US markets are going through an interesting time. In the midst of heated election debates and a recovering economic environment, where does the once-great United States really stand? Opinions are divided.
At all times, markets fall into two cyclical environments, ‘vicious’ and ‘virtuous’. A vicious cycle is negative in nature and difficult to break. This is when structural detriments impact on an economy and restrict its prosperity. The Global Financial Crisis started with housing and ended in the collapse of just about every sector of almost every economy. House prices in America affected share prices in Europe, tourist dollars in Australia and the shipping corridors of Singapore. This vicious cycle reverberated to the furthest reaches of the global economy. National debt remains the crux of the problem, with European nations digging themselves deeper and deeper into sovereign liability.

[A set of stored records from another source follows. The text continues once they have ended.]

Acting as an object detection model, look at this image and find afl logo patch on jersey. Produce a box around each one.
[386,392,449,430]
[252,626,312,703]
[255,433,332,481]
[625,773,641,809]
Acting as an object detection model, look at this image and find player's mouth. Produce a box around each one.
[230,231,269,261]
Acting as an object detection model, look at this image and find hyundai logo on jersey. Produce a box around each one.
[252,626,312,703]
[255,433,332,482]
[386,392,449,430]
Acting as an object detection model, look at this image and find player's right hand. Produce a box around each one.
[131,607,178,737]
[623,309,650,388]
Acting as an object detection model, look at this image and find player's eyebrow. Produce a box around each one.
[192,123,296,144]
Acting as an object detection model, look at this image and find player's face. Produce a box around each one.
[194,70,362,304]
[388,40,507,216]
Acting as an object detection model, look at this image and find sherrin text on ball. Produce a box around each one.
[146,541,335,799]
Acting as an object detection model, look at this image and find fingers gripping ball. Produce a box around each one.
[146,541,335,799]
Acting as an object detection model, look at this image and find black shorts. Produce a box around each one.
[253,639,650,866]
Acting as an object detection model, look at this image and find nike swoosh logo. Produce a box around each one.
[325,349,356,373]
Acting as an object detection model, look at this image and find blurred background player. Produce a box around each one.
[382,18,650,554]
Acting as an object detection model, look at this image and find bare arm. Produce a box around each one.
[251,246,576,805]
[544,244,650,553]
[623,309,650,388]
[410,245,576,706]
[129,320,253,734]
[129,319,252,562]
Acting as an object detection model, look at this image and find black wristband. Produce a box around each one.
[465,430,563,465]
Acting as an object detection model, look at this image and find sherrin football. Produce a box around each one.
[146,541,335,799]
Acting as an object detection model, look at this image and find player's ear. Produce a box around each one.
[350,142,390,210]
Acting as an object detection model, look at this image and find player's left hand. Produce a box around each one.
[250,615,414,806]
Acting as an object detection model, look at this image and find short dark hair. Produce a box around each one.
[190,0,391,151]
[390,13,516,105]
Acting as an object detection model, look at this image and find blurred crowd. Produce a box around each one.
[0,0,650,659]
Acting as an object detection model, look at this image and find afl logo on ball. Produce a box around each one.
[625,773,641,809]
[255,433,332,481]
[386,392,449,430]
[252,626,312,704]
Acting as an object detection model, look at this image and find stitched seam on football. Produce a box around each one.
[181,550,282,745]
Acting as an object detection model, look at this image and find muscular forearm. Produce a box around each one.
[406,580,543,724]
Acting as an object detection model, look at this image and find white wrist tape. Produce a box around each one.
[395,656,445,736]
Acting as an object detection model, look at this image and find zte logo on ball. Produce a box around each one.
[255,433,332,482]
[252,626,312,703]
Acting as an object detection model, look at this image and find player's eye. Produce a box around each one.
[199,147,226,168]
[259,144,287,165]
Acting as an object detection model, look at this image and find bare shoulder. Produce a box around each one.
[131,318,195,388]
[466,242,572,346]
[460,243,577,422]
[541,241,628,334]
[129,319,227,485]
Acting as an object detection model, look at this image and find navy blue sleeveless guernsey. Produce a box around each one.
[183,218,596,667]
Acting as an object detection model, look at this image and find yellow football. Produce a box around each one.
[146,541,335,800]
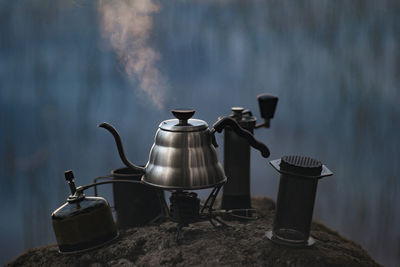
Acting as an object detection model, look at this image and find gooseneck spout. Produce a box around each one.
[98,122,145,174]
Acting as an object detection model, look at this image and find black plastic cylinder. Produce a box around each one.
[273,174,318,244]
[267,156,333,246]
[221,128,251,210]
[111,168,164,228]
[221,107,256,210]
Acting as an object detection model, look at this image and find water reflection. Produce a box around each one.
[0,0,400,266]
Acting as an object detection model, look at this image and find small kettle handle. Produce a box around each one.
[211,117,270,158]
[98,122,145,173]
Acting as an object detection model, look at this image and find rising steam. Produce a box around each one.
[100,0,167,109]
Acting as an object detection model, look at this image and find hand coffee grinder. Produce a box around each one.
[221,94,278,214]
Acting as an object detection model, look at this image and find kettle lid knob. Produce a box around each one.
[171,109,196,126]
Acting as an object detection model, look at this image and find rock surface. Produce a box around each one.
[6,197,380,267]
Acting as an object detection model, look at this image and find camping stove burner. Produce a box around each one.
[155,183,257,242]
[169,191,200,226]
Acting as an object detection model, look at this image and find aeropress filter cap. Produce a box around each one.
[267,156,333,247]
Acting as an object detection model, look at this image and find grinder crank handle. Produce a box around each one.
[211,117,270,158]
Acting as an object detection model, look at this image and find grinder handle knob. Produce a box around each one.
[64,170,76,195]
[256,94,279,128]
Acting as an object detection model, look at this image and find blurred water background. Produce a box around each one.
[0,0,400,266]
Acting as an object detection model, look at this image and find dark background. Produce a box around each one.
[0,0,400,266]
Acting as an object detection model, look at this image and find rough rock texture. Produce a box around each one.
[6,197,379,267]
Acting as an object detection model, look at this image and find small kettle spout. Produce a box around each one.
[98,122,145,173]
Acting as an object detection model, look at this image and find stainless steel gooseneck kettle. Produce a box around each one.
[99,110,269,190]
[221,94,278,213]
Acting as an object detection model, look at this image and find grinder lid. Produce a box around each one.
[158,109,208,132]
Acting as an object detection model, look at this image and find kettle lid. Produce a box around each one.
[158,109,208,132]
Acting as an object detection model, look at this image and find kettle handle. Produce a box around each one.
[98,122,145,173]
[211,117,270,158]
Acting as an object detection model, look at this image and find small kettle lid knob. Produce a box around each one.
[171,109,196,126]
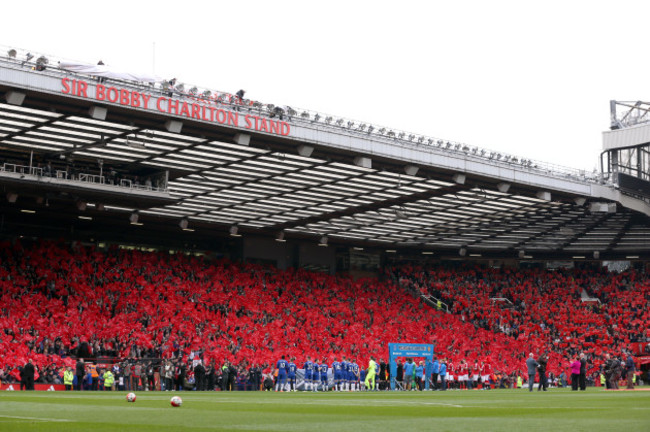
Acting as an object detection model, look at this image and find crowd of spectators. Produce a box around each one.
[388,264,650,376]
[0,241,650,388]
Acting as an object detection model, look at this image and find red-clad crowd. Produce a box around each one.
[0,241,649,384]
[390,265,650,375]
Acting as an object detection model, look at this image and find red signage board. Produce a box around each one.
[61,78,291,136]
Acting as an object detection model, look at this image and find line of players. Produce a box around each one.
[275,356,365,391]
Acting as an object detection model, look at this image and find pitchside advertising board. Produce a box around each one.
[0,383,65,391]
[61,78,291,136]
[388,343,434,390]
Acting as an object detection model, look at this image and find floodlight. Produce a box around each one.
[230,225,241,237]
[129,210,140,225]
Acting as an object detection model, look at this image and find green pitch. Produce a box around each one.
[0,389,650,432]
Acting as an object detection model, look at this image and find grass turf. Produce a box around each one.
[0,388,650,432]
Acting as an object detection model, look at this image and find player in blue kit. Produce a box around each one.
[341,357,349,391]
[275,356,289,391]
[348,361,359,391]
[303,356,314,391]
[332,360,343,391]
[320,359,329,391]
[287,357,298,391]
[311,359,320,391]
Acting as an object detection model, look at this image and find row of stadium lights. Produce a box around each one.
[15,202,639,260]
[7,49,538,168]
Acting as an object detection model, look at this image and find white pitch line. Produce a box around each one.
[0,414,71,422]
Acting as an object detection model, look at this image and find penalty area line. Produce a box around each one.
[0,414,71,422]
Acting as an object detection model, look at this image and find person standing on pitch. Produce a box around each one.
[623,352,636,390]
[287,357,298,391]
[526,353,539,391]
[332,360,343,391]
[320,358,329,391]
[571,357,581,391]
[275,356,289,392]
[364,356,377,390]
[537,353,548,391]
[431,357,440,390]
[580,353,587,391]
[404,358,415,391]
[311,358,320,391]
[75,358,85,390]
[303,356,314,391]
[438,359,447,391]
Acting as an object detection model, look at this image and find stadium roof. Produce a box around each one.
[0,51,650,257]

So, at what point can we look towards a virtuous cycle? In many cases, what leads a fall often leads the recovery and America can now see the light at the end of the tunnel. Never one to be slow into action is Warren Buffett, who in 2011 pointed toward a recovery in all things housing and encouraged investors to take advantage of low housing prices and 30-year mortgage rates, in effect ‘shorting the dollar’. (see here)

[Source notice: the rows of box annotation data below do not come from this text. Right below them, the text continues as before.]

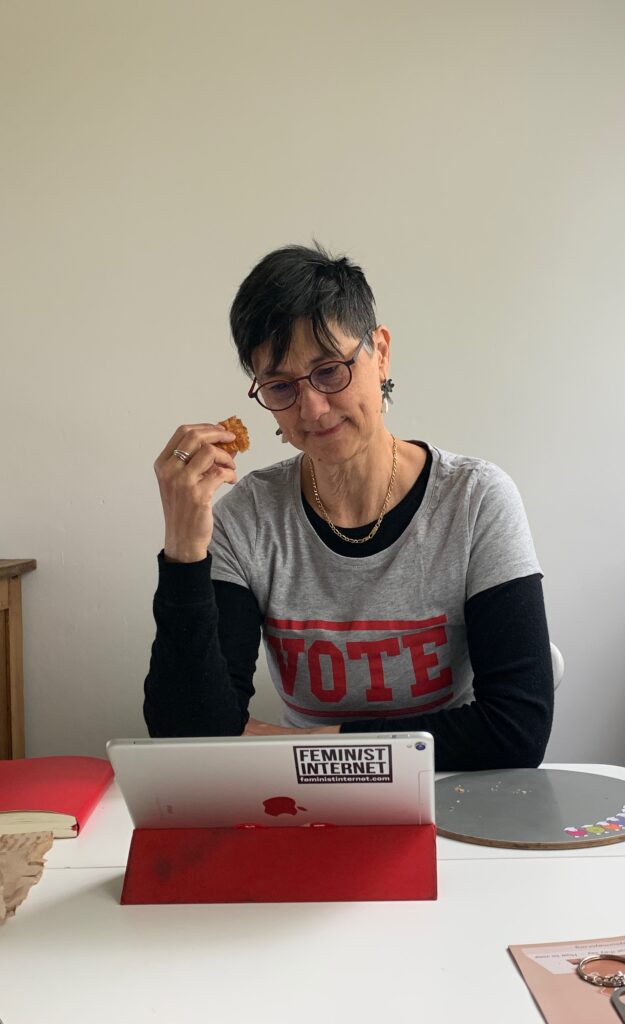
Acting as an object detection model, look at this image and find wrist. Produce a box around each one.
[163,541,206,563]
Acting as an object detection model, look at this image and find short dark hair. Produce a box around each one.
[231,242,376,376]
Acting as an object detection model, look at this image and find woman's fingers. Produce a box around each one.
[155,423,235,474]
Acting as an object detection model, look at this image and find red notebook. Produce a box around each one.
[0,757,113,839]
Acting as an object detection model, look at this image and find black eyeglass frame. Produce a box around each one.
[247,328,377,413]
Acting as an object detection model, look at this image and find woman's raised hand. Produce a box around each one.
[154,423,237,562]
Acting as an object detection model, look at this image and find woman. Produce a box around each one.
[144,246,553,770]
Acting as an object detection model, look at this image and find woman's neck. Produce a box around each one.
[301,430,400,528]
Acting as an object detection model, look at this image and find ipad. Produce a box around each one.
[107,732,434,828]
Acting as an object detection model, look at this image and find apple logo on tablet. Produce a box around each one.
[262,797,307,818]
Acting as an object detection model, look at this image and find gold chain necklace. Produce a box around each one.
[306,435,398,544]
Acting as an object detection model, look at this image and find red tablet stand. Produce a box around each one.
[121,824,436,904]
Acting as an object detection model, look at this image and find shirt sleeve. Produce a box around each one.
[465,462,541,600]
[143,552,260,736]
[341,573,553,771]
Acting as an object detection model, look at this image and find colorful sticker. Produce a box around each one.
[564,806,625,839]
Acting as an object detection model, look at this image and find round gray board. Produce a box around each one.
[434,768,625,850]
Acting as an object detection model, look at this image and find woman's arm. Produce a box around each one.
[341,573,553,771]
[143,553,261,736]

But unlike 1991, 1992 and 2001, this housing recovery may be more long-winded. In the past, lower interest rates led to higher consumer spending, which, in turn, meant greater production, more jobs and ultimately, recovery.

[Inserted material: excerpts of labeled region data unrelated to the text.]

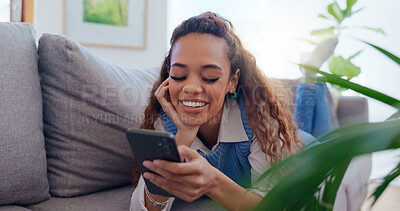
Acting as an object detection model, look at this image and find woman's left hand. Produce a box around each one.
[143,145,219,202]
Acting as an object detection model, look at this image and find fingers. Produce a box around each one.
[178,145,201,161]
[143,157,201,177]
[143,172,204,202]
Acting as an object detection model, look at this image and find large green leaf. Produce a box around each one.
[361,40,400,65]
[329,56,361,80]
[328,1,344,23]
[255,120,400,210]
[299,64,400,108]
[343,0,357,17]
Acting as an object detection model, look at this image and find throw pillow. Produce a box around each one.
[0,23,50,205]
[38,34,159,197]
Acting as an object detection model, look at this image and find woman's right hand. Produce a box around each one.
[154,78,200,147]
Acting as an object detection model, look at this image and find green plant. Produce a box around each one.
[308,0,385,91]
[255,42,400,210]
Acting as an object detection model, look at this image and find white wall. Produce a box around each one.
[168,0,400,122]
[34,0,167,68]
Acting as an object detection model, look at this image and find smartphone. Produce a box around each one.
[126,129,181,197]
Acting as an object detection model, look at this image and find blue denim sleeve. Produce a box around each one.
[294,82,332,137]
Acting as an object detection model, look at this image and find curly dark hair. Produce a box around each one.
[132,12,304,186]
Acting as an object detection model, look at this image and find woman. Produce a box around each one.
[131,12,303,210]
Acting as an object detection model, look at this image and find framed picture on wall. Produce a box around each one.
[64,0,147,49]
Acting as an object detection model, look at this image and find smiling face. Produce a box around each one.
[169,34,238,126]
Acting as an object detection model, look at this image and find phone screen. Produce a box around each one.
[126,129,181,196]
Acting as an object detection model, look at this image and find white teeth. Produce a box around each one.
[182,101,206,108]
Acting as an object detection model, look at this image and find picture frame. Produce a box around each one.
[63,0,147,50]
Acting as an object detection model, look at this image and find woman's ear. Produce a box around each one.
[229,69,240,93]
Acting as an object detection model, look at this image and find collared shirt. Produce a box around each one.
[130,98,271,211]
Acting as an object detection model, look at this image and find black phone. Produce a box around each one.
[126,129,181,197]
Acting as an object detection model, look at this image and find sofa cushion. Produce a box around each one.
[38,34,159,197]
[0,23,50,205]
[0,205,31,211]
[25,185,134,211]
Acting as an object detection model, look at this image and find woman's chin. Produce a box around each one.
[180,115,205,127]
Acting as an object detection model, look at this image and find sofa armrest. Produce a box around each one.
[337,96,368,126]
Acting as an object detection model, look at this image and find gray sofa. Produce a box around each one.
[0,23,370,211]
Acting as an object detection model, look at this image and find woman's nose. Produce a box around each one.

The difference today is inventory. We have spoken in recent Trading Tutors newsletters of the foreclosure inventory and that it is likely being ‘squeezed’ to paint a brighter American investment picture in the face of upcoming elections. The fact of the matter is there is still a stockpile of housing inventory yet to be released to the market and this will prolong the weakness.
The real worry is what is still to come. Any GFC aftershocks, higher unemployment or decreased consumer spending could reinvigorate the foreclosure process, adding to the pressure on US banks and starting another vicious cycle of falling stock prices, currency pressure, earnings downgrades and repeated recession.
In 2011, housing accounted for just 38% of American household wealth. This was a huge decline from 2008 and well below the figure for Australia. And as Australian household wealth remains hugely leveraged to the housing sector, any serious decline in Australian house prices could trigger a vicious cycle here. America may on the verge of a new virtuous cycle but Australia remains over-leveraged to what many believe is a housing bubble.
Diversification is the name of the game. No one is safe.